La presidenta de México ha subrayado que este proceso es un paso clave para consolidar el derecho constitucional a la salud, recogido en el artículo cuarto de la Carta Magna. Aunque la atención médica continuará, por ahora, conforme a la afiliación tradicional de cada persona, la credencial será el puente para que, eventualmente, la atención ya no dependa de la afiliación sino del simple derecho de acudir a un servicio de salud público.

Más allá de su función identificativa, este documento será una herramienta práctica: permitirá comprobar dónde está asignada tu atención primaria, agendar citas, consultar estudios, revisar recetas y acceder a servicios, reduciendo la burocracia y haciendo más eficiente la experiencia de las y los pacientes.

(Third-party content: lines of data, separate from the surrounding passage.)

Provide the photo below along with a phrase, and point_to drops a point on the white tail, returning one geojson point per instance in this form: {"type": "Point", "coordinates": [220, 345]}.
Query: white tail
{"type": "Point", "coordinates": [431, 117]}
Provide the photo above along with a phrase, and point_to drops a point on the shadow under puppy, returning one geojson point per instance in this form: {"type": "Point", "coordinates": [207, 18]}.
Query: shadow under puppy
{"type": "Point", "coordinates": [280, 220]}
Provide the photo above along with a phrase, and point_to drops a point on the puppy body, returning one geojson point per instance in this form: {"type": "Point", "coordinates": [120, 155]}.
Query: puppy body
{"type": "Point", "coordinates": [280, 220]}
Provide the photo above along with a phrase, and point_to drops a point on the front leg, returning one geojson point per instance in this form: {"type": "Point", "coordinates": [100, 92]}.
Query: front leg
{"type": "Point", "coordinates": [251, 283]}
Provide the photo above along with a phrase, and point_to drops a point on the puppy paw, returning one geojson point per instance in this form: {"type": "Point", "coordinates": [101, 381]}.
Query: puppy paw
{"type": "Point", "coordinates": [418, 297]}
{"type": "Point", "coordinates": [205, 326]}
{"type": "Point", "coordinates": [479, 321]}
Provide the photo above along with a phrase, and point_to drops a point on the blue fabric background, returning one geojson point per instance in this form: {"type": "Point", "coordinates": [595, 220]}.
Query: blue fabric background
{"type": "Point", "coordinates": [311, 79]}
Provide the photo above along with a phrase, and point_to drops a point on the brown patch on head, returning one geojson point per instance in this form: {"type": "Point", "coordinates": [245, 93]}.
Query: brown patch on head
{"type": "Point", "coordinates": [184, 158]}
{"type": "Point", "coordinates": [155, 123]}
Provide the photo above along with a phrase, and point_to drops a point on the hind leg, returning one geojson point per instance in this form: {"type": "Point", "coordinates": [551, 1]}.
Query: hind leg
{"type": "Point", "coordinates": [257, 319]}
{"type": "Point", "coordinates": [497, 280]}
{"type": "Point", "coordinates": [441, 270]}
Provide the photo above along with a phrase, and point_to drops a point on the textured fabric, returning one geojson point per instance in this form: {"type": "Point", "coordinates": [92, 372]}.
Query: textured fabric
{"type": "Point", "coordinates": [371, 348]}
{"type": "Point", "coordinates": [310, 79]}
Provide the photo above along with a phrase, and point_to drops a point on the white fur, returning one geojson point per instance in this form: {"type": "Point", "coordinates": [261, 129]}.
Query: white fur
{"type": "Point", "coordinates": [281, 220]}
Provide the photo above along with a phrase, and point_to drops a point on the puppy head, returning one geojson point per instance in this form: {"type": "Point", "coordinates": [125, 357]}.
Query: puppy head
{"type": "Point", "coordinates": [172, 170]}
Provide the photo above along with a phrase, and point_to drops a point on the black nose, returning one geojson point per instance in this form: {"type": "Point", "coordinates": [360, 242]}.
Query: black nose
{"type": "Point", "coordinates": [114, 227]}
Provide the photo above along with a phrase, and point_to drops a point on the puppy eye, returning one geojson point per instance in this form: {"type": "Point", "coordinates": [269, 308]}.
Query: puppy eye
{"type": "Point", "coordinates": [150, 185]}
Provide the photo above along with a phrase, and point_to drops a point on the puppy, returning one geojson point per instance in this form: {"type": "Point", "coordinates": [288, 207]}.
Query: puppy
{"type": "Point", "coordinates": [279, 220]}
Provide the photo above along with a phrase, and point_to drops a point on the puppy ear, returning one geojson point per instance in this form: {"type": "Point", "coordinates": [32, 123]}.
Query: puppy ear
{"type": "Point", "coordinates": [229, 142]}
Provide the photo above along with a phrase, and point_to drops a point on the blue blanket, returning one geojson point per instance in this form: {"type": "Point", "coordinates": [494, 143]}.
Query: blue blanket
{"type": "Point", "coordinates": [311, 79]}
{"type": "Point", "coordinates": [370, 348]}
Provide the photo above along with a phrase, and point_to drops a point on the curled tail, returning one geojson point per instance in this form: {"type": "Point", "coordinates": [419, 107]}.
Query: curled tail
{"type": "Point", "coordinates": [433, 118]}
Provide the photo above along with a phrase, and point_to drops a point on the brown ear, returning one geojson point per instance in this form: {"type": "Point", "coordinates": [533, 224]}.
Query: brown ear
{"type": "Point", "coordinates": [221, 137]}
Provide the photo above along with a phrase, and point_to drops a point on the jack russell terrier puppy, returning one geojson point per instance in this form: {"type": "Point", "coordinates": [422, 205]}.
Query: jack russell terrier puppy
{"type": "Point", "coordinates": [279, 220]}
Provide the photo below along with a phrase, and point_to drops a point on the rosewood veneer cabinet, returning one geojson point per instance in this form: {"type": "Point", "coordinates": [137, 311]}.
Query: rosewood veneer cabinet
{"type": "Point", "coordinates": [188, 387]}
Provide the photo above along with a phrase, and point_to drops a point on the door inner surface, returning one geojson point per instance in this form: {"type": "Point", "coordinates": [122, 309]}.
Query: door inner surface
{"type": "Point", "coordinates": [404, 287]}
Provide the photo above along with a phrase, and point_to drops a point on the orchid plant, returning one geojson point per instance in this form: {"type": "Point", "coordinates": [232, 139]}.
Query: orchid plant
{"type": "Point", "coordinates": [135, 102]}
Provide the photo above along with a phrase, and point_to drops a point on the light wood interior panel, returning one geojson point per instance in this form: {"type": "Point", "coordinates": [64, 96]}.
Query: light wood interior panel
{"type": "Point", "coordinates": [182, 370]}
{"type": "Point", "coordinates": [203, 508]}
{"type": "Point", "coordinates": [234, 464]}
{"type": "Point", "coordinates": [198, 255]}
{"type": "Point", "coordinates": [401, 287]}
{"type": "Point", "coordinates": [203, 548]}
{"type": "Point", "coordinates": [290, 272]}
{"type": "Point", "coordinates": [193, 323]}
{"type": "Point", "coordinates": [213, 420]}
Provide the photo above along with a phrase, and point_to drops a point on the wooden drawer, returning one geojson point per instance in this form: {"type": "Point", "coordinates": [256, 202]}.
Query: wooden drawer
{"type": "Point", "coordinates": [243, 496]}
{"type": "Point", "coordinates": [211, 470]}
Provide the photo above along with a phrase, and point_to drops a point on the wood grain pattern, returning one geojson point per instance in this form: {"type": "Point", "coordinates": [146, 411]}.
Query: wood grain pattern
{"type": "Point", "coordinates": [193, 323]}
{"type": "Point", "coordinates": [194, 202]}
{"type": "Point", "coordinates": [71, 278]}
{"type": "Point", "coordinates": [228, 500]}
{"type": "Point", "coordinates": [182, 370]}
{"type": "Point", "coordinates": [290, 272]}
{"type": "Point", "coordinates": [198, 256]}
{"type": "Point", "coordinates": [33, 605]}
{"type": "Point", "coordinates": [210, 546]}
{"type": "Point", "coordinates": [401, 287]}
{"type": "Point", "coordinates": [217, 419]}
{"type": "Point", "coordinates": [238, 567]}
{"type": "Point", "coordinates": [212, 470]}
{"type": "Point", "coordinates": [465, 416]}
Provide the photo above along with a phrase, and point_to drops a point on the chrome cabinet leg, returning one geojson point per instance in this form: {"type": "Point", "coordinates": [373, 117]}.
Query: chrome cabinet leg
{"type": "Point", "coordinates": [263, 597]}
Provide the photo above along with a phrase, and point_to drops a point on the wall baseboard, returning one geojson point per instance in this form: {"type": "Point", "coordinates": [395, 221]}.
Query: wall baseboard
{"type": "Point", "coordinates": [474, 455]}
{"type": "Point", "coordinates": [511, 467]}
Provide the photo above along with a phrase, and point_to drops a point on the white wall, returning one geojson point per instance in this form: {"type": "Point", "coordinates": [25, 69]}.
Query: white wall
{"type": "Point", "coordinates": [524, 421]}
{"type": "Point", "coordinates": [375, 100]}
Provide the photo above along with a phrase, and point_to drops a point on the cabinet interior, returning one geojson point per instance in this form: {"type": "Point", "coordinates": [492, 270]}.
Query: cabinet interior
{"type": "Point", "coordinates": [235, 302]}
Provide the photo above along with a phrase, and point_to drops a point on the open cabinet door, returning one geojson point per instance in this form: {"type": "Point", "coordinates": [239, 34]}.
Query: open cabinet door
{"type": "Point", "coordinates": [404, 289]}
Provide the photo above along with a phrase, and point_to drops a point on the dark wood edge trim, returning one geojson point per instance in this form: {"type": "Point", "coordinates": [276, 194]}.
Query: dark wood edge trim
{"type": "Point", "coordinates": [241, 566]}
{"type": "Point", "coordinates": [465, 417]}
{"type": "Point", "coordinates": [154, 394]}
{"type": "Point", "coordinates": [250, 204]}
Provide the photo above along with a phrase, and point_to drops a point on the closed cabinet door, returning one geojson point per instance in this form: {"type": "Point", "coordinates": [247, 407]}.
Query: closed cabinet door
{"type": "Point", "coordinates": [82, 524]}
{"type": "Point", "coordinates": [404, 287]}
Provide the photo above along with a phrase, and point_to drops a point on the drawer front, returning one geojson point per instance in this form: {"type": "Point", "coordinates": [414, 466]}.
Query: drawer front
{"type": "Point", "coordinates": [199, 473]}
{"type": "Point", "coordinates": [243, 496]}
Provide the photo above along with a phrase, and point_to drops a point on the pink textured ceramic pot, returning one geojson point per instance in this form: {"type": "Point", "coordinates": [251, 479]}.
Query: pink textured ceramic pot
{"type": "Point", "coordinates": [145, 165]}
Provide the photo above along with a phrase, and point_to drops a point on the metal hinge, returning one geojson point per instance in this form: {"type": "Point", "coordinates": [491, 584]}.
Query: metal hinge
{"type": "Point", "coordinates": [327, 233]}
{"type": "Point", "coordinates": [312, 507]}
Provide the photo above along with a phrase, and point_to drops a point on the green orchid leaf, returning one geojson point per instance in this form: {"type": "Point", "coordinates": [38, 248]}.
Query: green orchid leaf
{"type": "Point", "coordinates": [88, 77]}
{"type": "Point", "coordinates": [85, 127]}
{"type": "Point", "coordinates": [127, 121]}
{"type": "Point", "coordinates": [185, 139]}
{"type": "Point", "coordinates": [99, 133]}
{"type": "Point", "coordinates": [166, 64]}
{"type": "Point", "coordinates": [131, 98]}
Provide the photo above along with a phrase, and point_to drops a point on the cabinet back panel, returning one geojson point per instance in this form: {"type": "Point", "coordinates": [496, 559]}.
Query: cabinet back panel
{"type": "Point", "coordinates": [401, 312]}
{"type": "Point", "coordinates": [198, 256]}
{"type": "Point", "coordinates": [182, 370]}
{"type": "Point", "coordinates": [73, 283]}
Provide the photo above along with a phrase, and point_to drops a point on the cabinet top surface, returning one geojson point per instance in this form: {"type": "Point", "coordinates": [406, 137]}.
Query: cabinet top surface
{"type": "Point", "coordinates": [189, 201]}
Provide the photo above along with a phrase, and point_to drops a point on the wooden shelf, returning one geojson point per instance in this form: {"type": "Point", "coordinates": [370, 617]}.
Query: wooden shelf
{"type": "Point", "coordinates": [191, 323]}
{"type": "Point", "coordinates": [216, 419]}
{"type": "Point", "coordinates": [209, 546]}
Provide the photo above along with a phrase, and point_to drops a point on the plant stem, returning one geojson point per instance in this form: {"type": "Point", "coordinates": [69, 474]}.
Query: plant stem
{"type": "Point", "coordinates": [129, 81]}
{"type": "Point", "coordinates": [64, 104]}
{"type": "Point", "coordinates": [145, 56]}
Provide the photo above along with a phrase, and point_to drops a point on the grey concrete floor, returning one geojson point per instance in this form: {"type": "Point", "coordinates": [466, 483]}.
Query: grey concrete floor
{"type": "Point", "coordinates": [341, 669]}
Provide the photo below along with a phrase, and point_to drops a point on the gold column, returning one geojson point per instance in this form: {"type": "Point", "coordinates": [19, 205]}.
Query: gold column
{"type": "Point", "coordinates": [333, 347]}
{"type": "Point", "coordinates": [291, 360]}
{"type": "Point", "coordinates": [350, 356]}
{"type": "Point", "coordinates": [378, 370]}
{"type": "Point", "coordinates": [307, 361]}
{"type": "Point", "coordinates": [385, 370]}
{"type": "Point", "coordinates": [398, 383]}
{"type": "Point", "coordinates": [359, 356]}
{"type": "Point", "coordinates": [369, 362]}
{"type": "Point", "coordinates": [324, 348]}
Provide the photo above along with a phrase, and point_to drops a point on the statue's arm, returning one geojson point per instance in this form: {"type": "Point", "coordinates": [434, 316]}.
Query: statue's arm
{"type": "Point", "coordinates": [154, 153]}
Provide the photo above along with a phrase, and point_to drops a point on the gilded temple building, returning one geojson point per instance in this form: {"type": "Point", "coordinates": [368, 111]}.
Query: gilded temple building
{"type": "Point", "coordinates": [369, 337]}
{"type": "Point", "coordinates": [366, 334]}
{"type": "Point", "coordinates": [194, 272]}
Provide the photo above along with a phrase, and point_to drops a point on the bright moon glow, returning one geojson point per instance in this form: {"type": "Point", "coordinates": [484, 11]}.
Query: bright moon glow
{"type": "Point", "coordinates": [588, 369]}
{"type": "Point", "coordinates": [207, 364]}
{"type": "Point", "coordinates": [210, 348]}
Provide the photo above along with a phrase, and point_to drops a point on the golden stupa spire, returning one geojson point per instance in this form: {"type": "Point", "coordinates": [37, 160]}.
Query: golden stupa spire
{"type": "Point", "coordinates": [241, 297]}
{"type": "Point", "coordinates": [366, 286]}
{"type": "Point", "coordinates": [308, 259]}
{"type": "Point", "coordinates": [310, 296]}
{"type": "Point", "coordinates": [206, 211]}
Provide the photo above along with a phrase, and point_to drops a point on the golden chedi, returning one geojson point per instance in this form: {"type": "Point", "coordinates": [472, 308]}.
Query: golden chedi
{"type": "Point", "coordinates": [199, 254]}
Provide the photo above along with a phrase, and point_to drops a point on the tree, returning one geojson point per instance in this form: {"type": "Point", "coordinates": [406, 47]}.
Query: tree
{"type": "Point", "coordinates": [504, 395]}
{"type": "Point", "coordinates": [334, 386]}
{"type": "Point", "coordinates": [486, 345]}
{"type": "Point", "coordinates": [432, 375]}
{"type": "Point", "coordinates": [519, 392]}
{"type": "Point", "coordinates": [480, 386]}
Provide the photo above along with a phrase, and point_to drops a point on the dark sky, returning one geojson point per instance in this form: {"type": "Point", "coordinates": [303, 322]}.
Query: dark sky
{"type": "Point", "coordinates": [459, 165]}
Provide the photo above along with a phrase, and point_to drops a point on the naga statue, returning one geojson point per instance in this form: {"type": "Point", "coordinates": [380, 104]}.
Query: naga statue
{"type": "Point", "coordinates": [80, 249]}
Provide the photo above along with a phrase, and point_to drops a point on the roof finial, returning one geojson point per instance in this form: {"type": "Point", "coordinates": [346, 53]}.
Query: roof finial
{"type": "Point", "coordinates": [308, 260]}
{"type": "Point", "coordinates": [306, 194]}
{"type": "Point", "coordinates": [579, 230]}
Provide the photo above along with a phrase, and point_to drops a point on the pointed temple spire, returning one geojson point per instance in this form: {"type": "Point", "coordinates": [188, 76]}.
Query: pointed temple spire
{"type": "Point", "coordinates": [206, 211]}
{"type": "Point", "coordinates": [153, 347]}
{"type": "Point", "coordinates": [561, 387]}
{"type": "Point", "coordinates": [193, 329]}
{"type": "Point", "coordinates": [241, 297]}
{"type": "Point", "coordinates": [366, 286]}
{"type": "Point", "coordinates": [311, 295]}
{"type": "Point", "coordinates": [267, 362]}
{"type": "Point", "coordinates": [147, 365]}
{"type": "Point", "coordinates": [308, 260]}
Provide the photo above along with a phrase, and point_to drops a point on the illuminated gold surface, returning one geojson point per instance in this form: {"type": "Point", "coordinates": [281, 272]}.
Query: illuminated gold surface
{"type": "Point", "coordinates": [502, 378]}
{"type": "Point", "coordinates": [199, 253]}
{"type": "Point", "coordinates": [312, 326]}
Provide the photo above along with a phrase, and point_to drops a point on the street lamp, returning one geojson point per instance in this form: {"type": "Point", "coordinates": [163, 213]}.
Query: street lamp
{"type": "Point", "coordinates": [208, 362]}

Cronograma y proceso de registro

El registro para obtener la credencial iniciará a partir del 2 de marzo de 2026 y se extenderá hasta diciembre, siguiendo un calendario por letra inicial del primer apellido. El registro será posible en miles de módulos de atención en todo el país, con la participación de servidores de la nación y estaciones de captura de datos.

Para inscribirse, las personas deberán acudir con identificación oficial, CURP y comprobante de domicilio; en el caso de menores, será necesaria su acta de nacimiento y la documentación de sus tutores. La credencial física será entregada aproximadamente seis semanas después de completar el registro.

Mirando hacia un futuro más saludable

La llegada de la credencial del Servicio Universal de Salud no es solo un cambio administrativo: representa, en palabras de quienes lo impulsan, el inicio de una era en la que la atención médica busca ser verdaderamente accesible, eficiente y centrada en las necesidades de las personas. Es una invitación a imaginar un sistema de salud que trascenda ataduras institucionales y se enfoque en la vida, el bienestar y la dignidad de cada mexicana y mexicano.